Legg is certainly one of them. He says he doesn’t know what life will look like if we survive the development of superintelligent AI. “We’re talking about something with beyond-human intelligence applying its intelligence to making the world a better and more ethical place,” says Legg. “It’s hard for us with just human intelligence to know what’s going to happen.”
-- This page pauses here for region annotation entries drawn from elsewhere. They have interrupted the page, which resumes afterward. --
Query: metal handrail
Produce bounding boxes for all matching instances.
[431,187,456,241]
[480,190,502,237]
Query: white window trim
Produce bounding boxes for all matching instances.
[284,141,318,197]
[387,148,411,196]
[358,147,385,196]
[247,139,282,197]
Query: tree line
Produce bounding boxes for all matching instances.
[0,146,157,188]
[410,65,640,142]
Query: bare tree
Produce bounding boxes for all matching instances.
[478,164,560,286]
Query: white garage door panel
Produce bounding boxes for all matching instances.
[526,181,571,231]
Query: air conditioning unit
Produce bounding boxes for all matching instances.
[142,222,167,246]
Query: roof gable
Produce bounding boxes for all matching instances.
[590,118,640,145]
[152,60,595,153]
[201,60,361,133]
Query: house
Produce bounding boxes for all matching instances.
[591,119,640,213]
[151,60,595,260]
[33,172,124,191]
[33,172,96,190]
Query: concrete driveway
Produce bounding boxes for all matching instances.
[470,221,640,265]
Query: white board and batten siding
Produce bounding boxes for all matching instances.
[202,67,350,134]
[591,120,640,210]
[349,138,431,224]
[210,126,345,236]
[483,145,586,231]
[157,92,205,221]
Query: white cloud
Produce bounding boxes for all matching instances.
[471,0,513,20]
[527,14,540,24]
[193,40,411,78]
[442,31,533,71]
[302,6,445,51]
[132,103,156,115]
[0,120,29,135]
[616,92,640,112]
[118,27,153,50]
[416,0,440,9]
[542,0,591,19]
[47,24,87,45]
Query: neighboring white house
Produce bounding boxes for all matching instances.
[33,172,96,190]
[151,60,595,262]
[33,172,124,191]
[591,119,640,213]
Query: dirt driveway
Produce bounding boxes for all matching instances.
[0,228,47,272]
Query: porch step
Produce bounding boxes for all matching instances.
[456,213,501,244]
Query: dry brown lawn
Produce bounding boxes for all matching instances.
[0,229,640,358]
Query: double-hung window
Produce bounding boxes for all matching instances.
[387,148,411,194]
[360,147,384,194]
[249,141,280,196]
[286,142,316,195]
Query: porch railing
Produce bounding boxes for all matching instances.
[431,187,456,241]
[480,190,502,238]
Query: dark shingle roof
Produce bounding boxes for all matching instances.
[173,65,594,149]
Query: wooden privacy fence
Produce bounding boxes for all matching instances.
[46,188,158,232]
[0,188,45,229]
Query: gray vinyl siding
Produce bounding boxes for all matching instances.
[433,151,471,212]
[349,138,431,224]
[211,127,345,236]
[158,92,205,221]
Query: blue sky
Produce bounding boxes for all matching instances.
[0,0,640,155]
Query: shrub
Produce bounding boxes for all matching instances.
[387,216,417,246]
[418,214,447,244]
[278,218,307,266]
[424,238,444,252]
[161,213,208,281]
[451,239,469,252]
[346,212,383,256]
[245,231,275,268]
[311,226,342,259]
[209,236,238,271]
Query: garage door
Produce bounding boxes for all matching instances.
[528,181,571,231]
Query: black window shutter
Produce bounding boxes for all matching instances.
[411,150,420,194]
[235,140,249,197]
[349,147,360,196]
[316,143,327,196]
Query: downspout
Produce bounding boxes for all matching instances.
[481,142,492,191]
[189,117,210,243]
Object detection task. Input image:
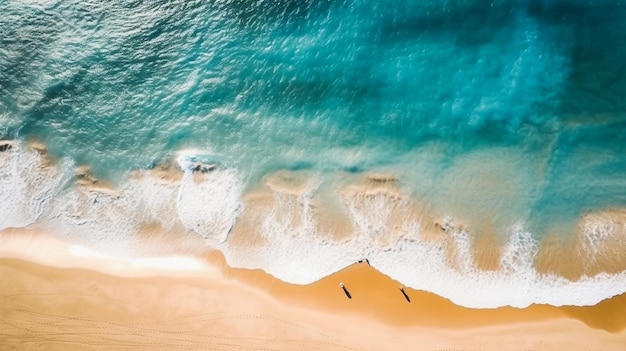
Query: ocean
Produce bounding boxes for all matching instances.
[0,0,626,308]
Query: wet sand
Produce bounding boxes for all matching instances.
[0,230,626,351]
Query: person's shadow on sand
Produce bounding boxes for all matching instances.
[339,282,352,299]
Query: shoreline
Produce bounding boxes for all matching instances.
[0,230,626,351]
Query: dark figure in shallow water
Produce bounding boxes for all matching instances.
[400,287,411,303]
[339,282,352,299]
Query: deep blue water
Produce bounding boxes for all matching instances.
[0,0,626,233]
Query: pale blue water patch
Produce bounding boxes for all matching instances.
[0,0,626,239]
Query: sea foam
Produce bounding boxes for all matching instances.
[0,142,626,308]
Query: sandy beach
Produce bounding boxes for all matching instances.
[0,230,626,351]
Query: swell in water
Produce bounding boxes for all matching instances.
[0,141,626,308]
[0,0,626,307]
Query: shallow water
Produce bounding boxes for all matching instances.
[0,0,626,305]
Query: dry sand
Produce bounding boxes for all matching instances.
[0,230,626,351]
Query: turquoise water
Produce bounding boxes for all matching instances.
[0,0,626,308]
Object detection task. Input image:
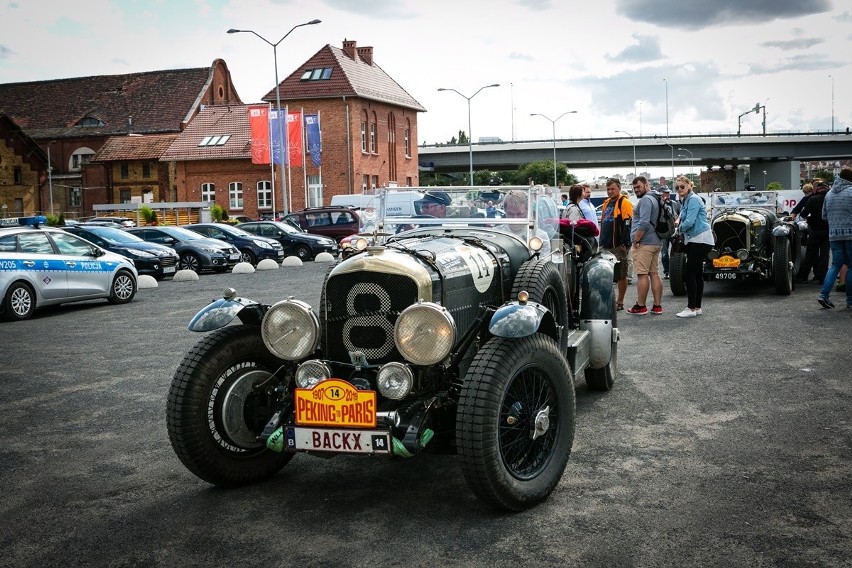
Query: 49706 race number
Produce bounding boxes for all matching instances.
[294,379,376,428]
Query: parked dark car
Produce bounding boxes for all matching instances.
[63,224,180,280]
[285,207,359,242]
[669,192,806,296]
[240,221,340,260]
[166,186,619,511]
[127,226,241,272]
[184,223,284,266]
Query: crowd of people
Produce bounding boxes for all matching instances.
[562,168,852,318]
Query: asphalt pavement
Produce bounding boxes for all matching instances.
[0,263,852,568]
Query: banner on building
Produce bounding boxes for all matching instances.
[305,114,322,168]
[248,105,270,164]
[269,110,288,164]
[287,111,304,167]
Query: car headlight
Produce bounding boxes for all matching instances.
[124,249,157,258]
[376,362,414,400]
[260,298,320,361]
[393,302,456,365]
[296,359,331,389]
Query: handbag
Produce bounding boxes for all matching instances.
[670,233,686,254]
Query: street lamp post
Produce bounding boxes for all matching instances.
[678,148,693,179]
[616,130,636,177]
[47,140,56,215]
[530,110,577,187]
[228,20,322,215]
[828,75,834,134]
[663,77,674,138]
[438,83,500,187]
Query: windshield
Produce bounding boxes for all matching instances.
[90,227,145,245]
[359,186,559,248]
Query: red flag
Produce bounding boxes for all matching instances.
[287,112,304,166]
[248,105,269,164]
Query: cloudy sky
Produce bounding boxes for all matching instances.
[0,0,852,160]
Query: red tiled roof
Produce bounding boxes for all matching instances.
[0,63,215,139]
[160,105,251,161]
[263,41,426,112]
[92,134,178,162]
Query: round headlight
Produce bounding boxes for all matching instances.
[393,302,456,365]
[376,363,414,400]
[260,298,319,361]
[527,237,544,250]
[296,359,331,389]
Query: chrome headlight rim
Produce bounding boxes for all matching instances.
[376,361,414,400]
[260,297,320,361]
[294,359,331,389]
[393,302,457,366]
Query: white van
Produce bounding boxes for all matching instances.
[331,191,423,217]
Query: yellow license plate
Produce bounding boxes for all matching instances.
[295,379,376,428]
[713,256,740,268]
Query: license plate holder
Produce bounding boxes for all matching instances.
[285,426,391,454]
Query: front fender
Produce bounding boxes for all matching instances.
[488,301,559,338]
[187,298,265,331]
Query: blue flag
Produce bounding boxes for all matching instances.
[269,110,287,164]
[305,114,322,167]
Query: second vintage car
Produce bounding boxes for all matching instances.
[669,191,805,296]
[166,187,619,511]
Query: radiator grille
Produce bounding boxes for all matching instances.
[321,272,417,363]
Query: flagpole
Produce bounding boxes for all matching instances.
[299,107,310,207]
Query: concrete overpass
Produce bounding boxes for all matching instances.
[418,132,852,188]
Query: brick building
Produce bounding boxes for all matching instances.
[0,59,240,217]
[0,112,47,218]
[263,40,426,210]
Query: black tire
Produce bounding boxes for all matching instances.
[456,333,575,511]
[107,270,136,304]
[293,245,312,262]
[669,252,686,296]
[511,258,569,353]
[583,298,616,392]
[166,325,293,487]
[3,282,36,321]
[240,249,257,266]
[179,252,201,274]
[772,237,793,296]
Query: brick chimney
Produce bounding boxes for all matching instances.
[343,39,358,59]
[357,47,373,65]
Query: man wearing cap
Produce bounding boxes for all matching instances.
[414,191,453,218]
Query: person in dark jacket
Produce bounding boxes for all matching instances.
[798,180,829,284]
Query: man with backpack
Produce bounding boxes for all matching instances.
[600,178,633,310]
[627,176,674,316]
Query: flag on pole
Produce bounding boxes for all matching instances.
[269,110,287,164]
[287,111,304,167]
[305,114,322,167]
[248,105,269,164]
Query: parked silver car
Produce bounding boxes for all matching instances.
[0,217,137,321]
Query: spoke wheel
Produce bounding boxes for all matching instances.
[456,334,575,511]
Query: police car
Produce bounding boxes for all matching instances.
[0,216,137,321]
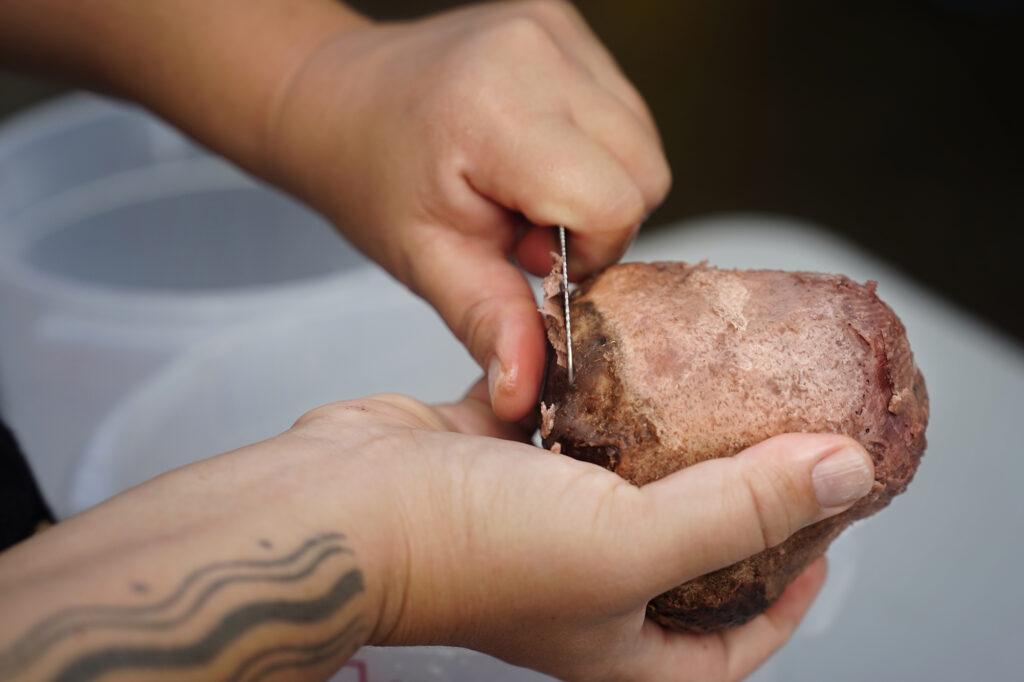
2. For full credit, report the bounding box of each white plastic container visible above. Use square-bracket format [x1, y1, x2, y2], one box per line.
[0, 96, 389, 516]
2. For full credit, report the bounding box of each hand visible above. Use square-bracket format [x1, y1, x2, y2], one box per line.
[292, 385, 870, 680]
[0, 383, 871, 682]
[266, 1, 670, 420]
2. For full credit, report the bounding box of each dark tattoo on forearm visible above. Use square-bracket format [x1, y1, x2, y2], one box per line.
[0, 534, 366, 682]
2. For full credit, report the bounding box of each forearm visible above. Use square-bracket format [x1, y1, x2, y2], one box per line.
[0, 0, 367, 173]
[0, 438, 380, 680]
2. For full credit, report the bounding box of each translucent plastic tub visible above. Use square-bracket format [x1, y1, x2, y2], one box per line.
[0, 96, 386, 516]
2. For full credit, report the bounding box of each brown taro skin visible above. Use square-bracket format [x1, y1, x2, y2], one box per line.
[542, 263, 928, 632]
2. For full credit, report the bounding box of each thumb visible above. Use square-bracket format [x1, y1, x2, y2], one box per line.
[416, 235, 547, 422]
[640, 433, 874, 590]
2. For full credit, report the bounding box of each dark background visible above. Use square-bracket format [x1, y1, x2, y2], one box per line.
[0, 0, 1024, 341]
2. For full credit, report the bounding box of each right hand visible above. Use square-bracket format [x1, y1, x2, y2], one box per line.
[267, 0, 671, 421]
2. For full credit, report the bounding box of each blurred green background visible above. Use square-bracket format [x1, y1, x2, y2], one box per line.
[0, 0, 1024, 341]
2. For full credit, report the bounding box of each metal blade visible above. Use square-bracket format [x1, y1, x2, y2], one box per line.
[558, 225, 574, 384]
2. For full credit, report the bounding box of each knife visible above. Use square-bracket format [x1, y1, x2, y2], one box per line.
[558, 225, 573, 384]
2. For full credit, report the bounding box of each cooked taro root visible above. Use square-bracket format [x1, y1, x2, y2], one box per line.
[541, 263, 928, 632]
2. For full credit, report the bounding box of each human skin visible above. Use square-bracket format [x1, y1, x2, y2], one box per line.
[0, 382, 871, 680]
[0, 0, 671, 421]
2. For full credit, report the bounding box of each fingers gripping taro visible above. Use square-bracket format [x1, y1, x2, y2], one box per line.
[542, 263, 928, 632]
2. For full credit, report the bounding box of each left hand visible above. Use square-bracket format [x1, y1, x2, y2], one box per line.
[286, 384, 871, 680]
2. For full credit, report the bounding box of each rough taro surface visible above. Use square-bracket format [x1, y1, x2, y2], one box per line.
[542, 263, 928, 632]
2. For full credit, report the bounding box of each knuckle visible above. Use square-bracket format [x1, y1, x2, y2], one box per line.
[453, 296, 501, 367]
[594, 182, 647, 231]
[742, 458, 802, 548]
[489, 13, 553, 51]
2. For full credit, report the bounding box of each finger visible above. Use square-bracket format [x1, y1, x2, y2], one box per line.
[616, 557, 825, 681]
[414, 230, 547, 422]
[515, 225, 559, 276]
[635, 433, 876, 594]
[720, 556, 827, 680]
[467, 114, 646, 272]
[435, 377, 529, 442]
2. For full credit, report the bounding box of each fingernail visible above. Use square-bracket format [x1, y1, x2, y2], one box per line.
[811, 447, 874, 508]
[487, 355, 503, 402]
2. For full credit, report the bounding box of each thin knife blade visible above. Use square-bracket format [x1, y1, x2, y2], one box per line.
[558, 225, 574, 384]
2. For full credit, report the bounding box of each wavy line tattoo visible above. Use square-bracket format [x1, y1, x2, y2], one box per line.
[224, 615, 367, 682]
[0, 532, 362, 681]
[53, 568, 362, 682]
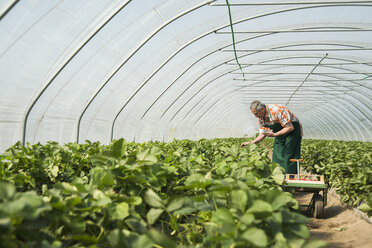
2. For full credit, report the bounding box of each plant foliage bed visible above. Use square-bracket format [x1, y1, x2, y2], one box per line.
[302, 140, 372, 216]
[0, 139, 325, 248]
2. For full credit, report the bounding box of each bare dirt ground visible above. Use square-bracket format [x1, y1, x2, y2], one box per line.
[261, 144, 372, 248]
[294, 193, 372, 248]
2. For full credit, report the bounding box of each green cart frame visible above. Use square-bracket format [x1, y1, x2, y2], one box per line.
[283, 174, 328, 219]
[283, 159, 328, 219]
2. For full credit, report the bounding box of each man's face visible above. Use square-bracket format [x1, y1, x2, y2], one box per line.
[251, 108, 266, 118]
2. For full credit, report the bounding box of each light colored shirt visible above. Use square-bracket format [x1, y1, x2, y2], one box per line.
[258, 104, 298, 129]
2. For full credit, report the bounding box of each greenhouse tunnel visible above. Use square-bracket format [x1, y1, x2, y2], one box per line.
[0, 0, 372, 152]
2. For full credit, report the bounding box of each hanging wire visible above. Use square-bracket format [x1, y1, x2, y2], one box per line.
[226, 0, 245, 81]
[286, 53, 328, 105]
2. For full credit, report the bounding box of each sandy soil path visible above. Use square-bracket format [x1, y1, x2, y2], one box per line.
[294, 193, 372, 248]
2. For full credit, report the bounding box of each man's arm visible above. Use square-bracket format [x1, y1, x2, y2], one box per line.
[241, 133, 266, 147]
[266, 122, 294, 137]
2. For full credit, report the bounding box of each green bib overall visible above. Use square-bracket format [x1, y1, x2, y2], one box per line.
[266, 122, 302, 174]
Meanwhile, polling conducted by the AI Policy Institute (AIPI) in July found that 62% of Americans were concerned about AI, while only 21% were excited. Daniel Colson, co-founder and executive director of the AIPI, says that the negative effects of social media have increasingly led the American public to be “completely skeptical of that idea that scientific and technological progress is by default positive for society.” He argues that the risks posed by the development of ever more powerful AI systems, which Legg himself acknowledges are enormous, justify halting their development.
Legg thinks we can get it right. “If it is making the world a better and more ethical place, then that’s very exciting,” he says. “I think there are many problems in the world that could be helped by having an extremely capable and ethical intelligence system. The world could become a much, much better place.”